Notre Dame (15-16, 6-12) closed its first ACC regular season by losing four of its final five games. The Irish played without second-leading scorer Garrick Sherman, a senior center who sat out due to a hand injury.
Notre Dame guard Pat Connaughton scored 10 of his 17 points in the first 3:08 of the second half as the Irish closed within 42-37 after trailing by 15 points late in the first half. Guard Steve Vasturia had 11 points for Notre Dame.
“We defended well enough,” Brey said. “A couple of key turnovers at times hurt us.”
Forward James Michael McAdoo scored 14 points for the Tar Heels. Forward J.P. Tokoto added 11 points.

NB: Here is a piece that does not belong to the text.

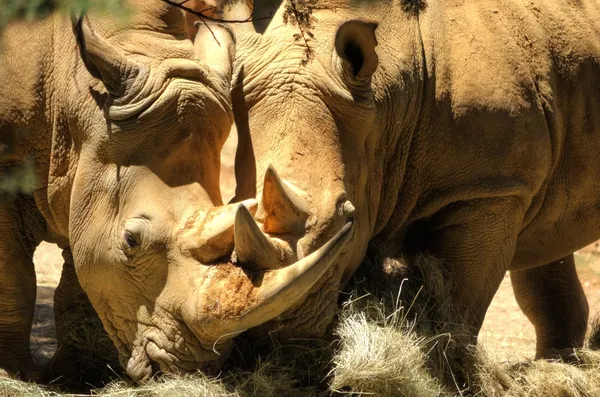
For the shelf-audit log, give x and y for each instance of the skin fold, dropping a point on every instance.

Paige made a 12-foot jumper to break a 50-50 tie with less than six minutes left. The Irish scored six of the next eight points before the Tar Heels surged.
McAdoo scored on a jumper from the lane in transition before a Notre Dame turnover and forward Brice Johnson’s basket gave North Carolina a 59-56 lead. Tokoto hit a jumper for the Tar Heels before the Irish used their final timeout with 1:15 to go.

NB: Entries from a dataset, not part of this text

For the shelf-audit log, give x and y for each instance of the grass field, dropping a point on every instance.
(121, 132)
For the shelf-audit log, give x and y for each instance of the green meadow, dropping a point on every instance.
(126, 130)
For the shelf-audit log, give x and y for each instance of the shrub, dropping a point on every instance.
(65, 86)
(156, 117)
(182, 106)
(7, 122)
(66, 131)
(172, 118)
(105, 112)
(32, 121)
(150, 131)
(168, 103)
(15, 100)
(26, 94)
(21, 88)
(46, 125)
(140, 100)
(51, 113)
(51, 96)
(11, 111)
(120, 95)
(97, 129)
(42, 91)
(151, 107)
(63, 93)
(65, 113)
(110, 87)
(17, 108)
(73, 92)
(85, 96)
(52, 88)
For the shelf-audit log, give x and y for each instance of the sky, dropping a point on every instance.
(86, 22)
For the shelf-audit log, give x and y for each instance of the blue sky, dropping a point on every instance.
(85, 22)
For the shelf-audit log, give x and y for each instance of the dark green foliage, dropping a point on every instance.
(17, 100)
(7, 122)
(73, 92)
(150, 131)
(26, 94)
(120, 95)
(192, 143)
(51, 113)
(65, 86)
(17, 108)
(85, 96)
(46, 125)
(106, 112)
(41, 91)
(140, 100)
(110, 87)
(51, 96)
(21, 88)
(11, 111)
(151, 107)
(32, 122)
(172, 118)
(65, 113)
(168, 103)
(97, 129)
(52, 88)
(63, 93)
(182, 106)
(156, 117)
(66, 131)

Connaughton converted a three-point play off an offensive rebound with 52 seconds left, pulling Notre Dame within 61-59.
Paige missed a jumper, but he retrieved the rebound off a deflection. Paige then drained one of two free throws with 17.4 seconds to go.
Atkins scored on a drive to the basket at the 8.8-second mark. Paige went 1-for-2 again from the line with 6.6 seconds left before he disrupted Atkins’ final attempt.
Earlier, Notre Dame pulled even at 44-44 with 14:51 left. Vasturia’s 3-pointer on the next possession gave the Irish a 47-46 lead.
North Carolina, which topped Notre Dame 73-62 on Feb. 8 at South Bend, Ind., scored only nine points in the first 14 minutes of the second half.
“We couldn’t throw it in the ocean there for a while,” Williams said.
Brey said he was encouraged that North Carolina shot only 40.9 percent from the field in the second half, when the Tar Heels were charged with seven of their 10 turnovers.
“We were really good (on defense) and in position,” Brey said. “There is something to build on there where we dug in defensively.”
The 22 second-half points for North Carolina matched the team’s fewest in a half this season. The Tar Heels also had 22 first-half points at Syracuse.
North Carolina led 41-27 at halftime after shooting 50 percent (16-for-32) from the field.
A couple of baskets off offensive rebounds by forward Joel James pushed North Carolina to a 23-13 edge with 7:50 left in the half.